I loved your books, Donna. They inspired me to write my own. I put it on a blog and perhaps it will reach someone.
http://sarahsmithetal.blogspot.com/2010/03/in-and-out-of-iceglass.html
Nice to meet you Sarah.
As someone with DID, I would like to comment on what my experience of “selves” is. I have a number of selves that have varying degrees of connection with each other. Some are very independent and “I” hardly know of their existence. (“I” in this case as I’m writing is my public self – the self that most often interacts with the outside world.) Others are usually co-conscious with me, or can be co-conscious at a moment’s notice. We share some memories, other memories (old and new) are inaccessible to some and accessible to others. This can be a very confusing existence, but I have carved out a life for us – some public and some semi-public and some private.
Hi Sarah, nice to meet you.
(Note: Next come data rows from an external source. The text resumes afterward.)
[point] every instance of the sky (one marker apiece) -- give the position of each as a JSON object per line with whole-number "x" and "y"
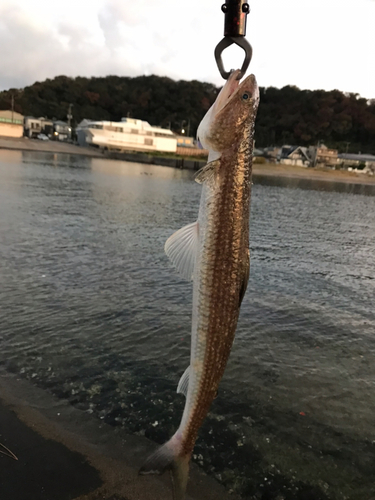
{"x": 320, "y": 44}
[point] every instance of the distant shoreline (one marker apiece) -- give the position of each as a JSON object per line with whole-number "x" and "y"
{"x": 264, "y": 169}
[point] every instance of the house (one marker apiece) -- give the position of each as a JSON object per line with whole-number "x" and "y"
{"x": 271, "y": 153}
{"x": 185, "y": 142}
{"x": 11, "y": 123}
{"x": 295, "y": 155}
{"x": 321, "y": 155}
{"x": 363, "y": 162}
{"x": 61, "y": 131}
{"x": 34, "y": 126}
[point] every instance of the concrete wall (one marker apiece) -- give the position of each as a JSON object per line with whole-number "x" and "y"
{"x": 11, "y": 130}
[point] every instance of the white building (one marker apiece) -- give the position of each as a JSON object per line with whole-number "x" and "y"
{"x": 129, "y": 134}
{"x": 11, "y": 123}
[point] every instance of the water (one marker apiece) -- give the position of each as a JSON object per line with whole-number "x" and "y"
{"x": 91, "y": 311}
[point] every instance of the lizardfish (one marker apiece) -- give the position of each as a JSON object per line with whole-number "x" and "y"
{"x": 214, "y": 253}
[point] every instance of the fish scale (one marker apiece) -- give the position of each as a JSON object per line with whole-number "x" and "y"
{"x": 214, "y": 251}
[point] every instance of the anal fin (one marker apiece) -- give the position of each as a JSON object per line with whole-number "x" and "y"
{"x": 245, "y": 277}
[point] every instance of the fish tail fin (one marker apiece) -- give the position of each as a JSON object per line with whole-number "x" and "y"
{"x": 169, "y": 457}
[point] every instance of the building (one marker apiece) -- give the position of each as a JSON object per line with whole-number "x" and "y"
{"x": 357, "y": 161}
{"x": 295, "y": 155}
{"x": 185, "y": 142}
{"x": 35, "y": 126}
{"x": 323, "y": 156}
{"x": 128, "y": 135}
{"x": 61, "y": 131}
{"x": 11, "y": 123}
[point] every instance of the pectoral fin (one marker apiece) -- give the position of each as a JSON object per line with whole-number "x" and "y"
{"x": 183, "y": 384}
{"x": 245, "y": 279}
{"x": 207, "y": 174}
{"x": 181, "y": 249}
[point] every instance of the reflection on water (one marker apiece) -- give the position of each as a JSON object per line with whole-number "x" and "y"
{"x": 315, "y": 184}
{"x": 91, "y": 311}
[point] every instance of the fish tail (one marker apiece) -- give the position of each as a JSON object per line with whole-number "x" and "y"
{"x": 169, "y": 457}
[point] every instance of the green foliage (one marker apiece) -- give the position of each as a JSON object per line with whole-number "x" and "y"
{"x": 285, "y": 116}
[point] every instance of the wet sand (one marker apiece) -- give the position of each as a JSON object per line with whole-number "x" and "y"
{"x": 65, "y": 453}
{"x": 319, "y": 174}
{"x": 266, "y": 169}
{"x": 24, "y": 144}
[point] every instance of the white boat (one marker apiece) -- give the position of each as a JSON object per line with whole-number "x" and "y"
{"x": 128, "y": 135}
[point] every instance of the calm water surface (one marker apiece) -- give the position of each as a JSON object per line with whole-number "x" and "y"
{"x": 92, "y": 311}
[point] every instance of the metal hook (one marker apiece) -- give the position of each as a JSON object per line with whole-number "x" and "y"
{"x": 226, "y": 42}
{"x": 234, "y": 32}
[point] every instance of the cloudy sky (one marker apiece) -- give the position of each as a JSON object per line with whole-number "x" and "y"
{"x": 313, "y": 44}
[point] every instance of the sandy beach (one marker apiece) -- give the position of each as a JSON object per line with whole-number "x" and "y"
{"x": 65, "y": 453}
{"x": 25, "y": 144}
{"x": 280, "y": 170}
{"x": 266, "y": 169}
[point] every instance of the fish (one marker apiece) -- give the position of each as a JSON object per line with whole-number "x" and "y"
{"x": 214, "y": 253}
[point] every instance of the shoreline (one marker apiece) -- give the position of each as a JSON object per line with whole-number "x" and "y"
{"x": 262, "y": 169}
{"x": 64, "y": 452}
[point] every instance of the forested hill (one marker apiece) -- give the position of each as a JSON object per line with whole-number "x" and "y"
{"x": 286, "y": 116}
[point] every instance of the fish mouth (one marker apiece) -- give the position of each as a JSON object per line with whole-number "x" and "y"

I thought there was only me (Donna), Willie (since age 2) and Carol (since age 4) but I’ve become aware of two others, a compulsive self sacrificer, Aunty Donna who I can trace back to a sort of staring ‘puppet child’ since about age 4 that became a compulsive helper by later childhood when put in the role of mother to my younger brother between 8-12. The other who I can see in pics since age 4-5 is a boyish cheeky monkey and seems to have differentiated from Carol (who is more sensitive, less adventurous) arose in being playpal to my younger brother, one he called Da Boy, so that’s what I call it. It’s rather teenage; fearless, bolshy, outgoing, adventurous and androgenous if not male (where Willie is fearless, solitary, serious and adult). I also learned that Carol was far more than roles from TV, she is the romantic, surrealist, quite dented girly girl. It was isolating and hard to have these others push through to the consciousness of ‘Team Donna’ and took certain catalysts to happen, but I regret nothing. It is said that for some a breakdown is a breakthough and I think the recent return to immune deficiency after 7 yrs remission was associated with inner earthquakes but in itself set them off. There is an assumption that someone with autism can’t have DID but I have met children and adults, verbal and non-verbal who have communicated about other selves and the battles between them. I would even say the severe isolation of sensory perceptual disorders and communication disorders may contribute to bonding and identity issues and those who go into care may have even greater challenges developing one cohesive identity during the early developmental phases.
Donna,
I understood all of your post except the very last part that says “those who go into care may have even greater challenges.” Particularly, what does “go into care” mean? Do you think that when you have a physical problem, i.e. the return to immune deficiency, you are more susceptible to a “breakdown?” I find that when I am tired for many days in a row I am more likely to have trouble controlling my dissociative episodes. However, when I am working through emotional experiences I am often exhausted physically. It becomes difficult to know if my tiredness causes emotional difficulty or if emotional difficulty causes the tiredness.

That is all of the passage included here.